I always do wonder how much "arbitrary" cloud limits on things like this cause so many issues. I'm sure that async IO is very helpful anyway, but I bet on a 1million IOPS NVMe it is nowhere near as important.

We're effectively optimising critical infrastructure tech for ~2010 hardware because that's when big cloud got going and there has been so few price reductions on things since then vs the underlying hardware costs.

Obviously a consumer NVMe is not "enterprise" but my point is we are 3+ orders of magnitude off performance on cheap consumer hardware vs very expensive 'enterprise' AWS/big cloud costs.

gopalv|9 months ago

> had to chuckle at the 20k IOPS AWS instance, given even a consumer $100-200 NVMe gives ~1million+ IOPS these days

The IOPS figure usually hides the fact that it is not a single IOP that is really fast, but a collection of them.

More IOPS generally is done best by reducing latency of a single operation but the average latency is what actually contributes to the "fast query" experience. Because a lot of the next IO is branchy from the last one (like an index or filter lookup).

As more and more disks to CPU connectivity goes over the network, we can really deliver a large IOPS even when we have very high latencies (by spreading the data across hundreds of SSDs and routing it fast), because with the network storage we pay a huge latency cost for durability of the data simply because of location diversification.

Every foot is a nanosecond, approximately.

That the tradeoff is worth it, because you don't need clusters to deal with a bad CPU or two. Stop & start, to fix memory/cpu errors.

The AWS model pushes the latency problem to the customer and we see it in the IOPS measurements, but it is really the latency x queue depth we're seeing not the hardware capacity.

lfittl|9 months ago

Yep, I find cloud storage performance to be quite frustrating, but its the reality for many production database deployments I've seen.

Its worth noting that even on really fast local NVMe drives the new asynchronous I/O work delivers performance benefits, since its so much more efficient at issuing I/Os and reducing syscall overhead (for io_uring).
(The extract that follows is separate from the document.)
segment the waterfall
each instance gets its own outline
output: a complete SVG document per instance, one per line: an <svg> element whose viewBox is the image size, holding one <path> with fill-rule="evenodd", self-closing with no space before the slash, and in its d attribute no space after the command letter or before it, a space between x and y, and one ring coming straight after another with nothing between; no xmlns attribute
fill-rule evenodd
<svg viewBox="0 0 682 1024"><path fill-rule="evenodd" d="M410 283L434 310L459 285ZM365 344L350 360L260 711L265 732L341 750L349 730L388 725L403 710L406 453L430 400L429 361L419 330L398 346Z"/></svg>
Andres Freund (one of the principal authors of the new functionality) did a lot of benchmarking on local NVMe drives during development. Here is one mailinglist thread I could find that shows a 2x and better benefit with the patch set at the time: https://www.postgresql.org/message-id/flat/uvrtrknj4kdytuboi...

codegeek|9 months ago

You probably already know this but I will say it anyway. These cloud services like AWS are not succeeding in enterprise because they have outdated hardware. They succeed because in enterprise, CIOs and CTOs want something that is known, has a brand and everyone else uses it. It's like the old adage of "No one got fired for using IBM". Now it is "No one gets fired for hosting with AWS no matter how ridiculous the cost and corresponding feature is".

Hilift|9 months ago

Everything in the cloud is throttled. Network, IOPS, CPU. And probably implemented incorrectly. AWS makes billions if the customer infrastructure is great or terrible. I found that anything smaller than an AWS EC2 m5.8xlarge had noticeably bad performance on loaded servers (Windows). The list price for that would be about $13k per year, but most organizations get lower than list prices.

This also applies to services, not only compute. Anything associated with Microsoft Office 365 Exchange, scripts may run 10x slower against the cloud using the MSOnline cmdlets. It's absolute insanity, I used to perform a dump of all mailbox statistics that would take about one hour, it could take almost 24 hours against Office 365. You have to be careful to not use the same app or service account in multiple places, because the throttle limits are per-account.

immibis|9 months ago

I noticed this with bandwidth. AWS price for bandwidth: $90.00/TB after 0.1TB/month. Price everywhere else (low cost VPSes): $1.50/TB after 1-5TB/month. Price some places (dedicated servers): $0.00/TB up to ~100TB/month, $1.50/TB after.

You pay 60 times the price for the privilege of being on AWS.

Bandwidth is just their most egregious price difference. The servers are more expensive too. The storage is more expensive (except for Glacier). The serverless platforms are mostly more expensive than using a cheap server.

There are only two AWS products that I understand to have good prices: S3 Glacier (and only if you never restore!), and serverless apps (Lambda / API Gateway) if your traffic is low enough to fit in the Always Free tier. For everything else, it appears you get ripped off by using AWS.

__s|9 months ago

Even worse on Azure where we had to ask customers to scale up vcpu to increase iops

https://azure.microsoft.com/en-us/pricing/details/managed-di...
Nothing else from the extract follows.